Währenddessen lebt er in Norwegen, kann seine Eltern nicht besuchen – zum Glück können sie nach Norwegen kommen – und versucht sowohl die Menschen in Russland mit Informationen zu versorgen als auch der Welt einen Einblick in das russische System zu geben. „Mir ist bewusst, dass meine Artikel die Welt nicht verändern, aber es ist wichtig, dass die Leute wissen, was los ist.  Sinn und Zweck seiner Arbeit sei es, Informationen und Wahrheiten zu verbreiten. Immer wieder erhalte er Rückmeldungen aus Russland, dass die Botschaften noch durchdringen und seine Beiträge gelesen werden, obwohl „The Barents Observer“ in Russland geblockt ist.

 

Welche Hoffnungen hat er für sein Land? Michail Gorbatschow, Staatspräsident der Sowjetunion von März 1990 bis Dezember 1991, ist für ihn ein Zeichen, dass es doch möglich ist, aus dem korrupten und grauenhaften System auszubrechen und etwas zu verändern. „Gorbatschows Ideen waren gut, aber wie es gelaufen ist, war schlecht“, bringt er es auf den Punkt. „Nicht nur Putin ist das Problem, sondern das ganze korrupte System – von der Armee über die Legislative bis hin zur Politik und Propaganda.“ Es fällt ihm schwer, sich vorzustellen, wie sich Russland in absehbarer Zeit ohne Blutvergießen ändern könnte.

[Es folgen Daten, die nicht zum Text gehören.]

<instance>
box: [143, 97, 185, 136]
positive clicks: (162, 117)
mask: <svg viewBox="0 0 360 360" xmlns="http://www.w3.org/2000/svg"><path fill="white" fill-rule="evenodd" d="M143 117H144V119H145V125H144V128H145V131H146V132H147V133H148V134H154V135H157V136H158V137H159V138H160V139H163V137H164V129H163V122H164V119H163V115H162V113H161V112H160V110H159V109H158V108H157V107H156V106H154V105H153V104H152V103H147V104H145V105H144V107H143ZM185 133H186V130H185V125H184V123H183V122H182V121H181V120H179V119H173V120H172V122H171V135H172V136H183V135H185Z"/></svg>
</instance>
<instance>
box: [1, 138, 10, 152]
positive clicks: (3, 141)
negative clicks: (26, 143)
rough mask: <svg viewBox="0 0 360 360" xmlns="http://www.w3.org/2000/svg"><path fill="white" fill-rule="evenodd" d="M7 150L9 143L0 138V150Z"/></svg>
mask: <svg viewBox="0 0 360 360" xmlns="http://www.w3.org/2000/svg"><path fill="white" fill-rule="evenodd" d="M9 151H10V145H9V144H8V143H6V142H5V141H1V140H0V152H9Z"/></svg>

Klar ist für ihn aber: „Russland muss den Krieg verlieren und die Ukraine gewinnen.“

 

Chementirov ist froh, dass er in seinem Beruf arbeiten kann. Für seine Frau ist es schwieriger. Ihr russischer Abschluss als Ärztin wird in Norwegen nicht anerkannt. Deshalb arbeitet sie im Kindergarten. Auch seinen beiden Kindern fällt es nicht immer leicht, sich in ihrem neuen Leben zurechtzufinden. „Ich bin der Grund, warum wir unsere Heimat verlassen haben“, gibt er zu bedenken. Aber Norwegen ist ein gutes Land zum Leben. Der Winter in Kirkenes könnte etwas kürzer sein, aber er kann arbeiten – als Journalist.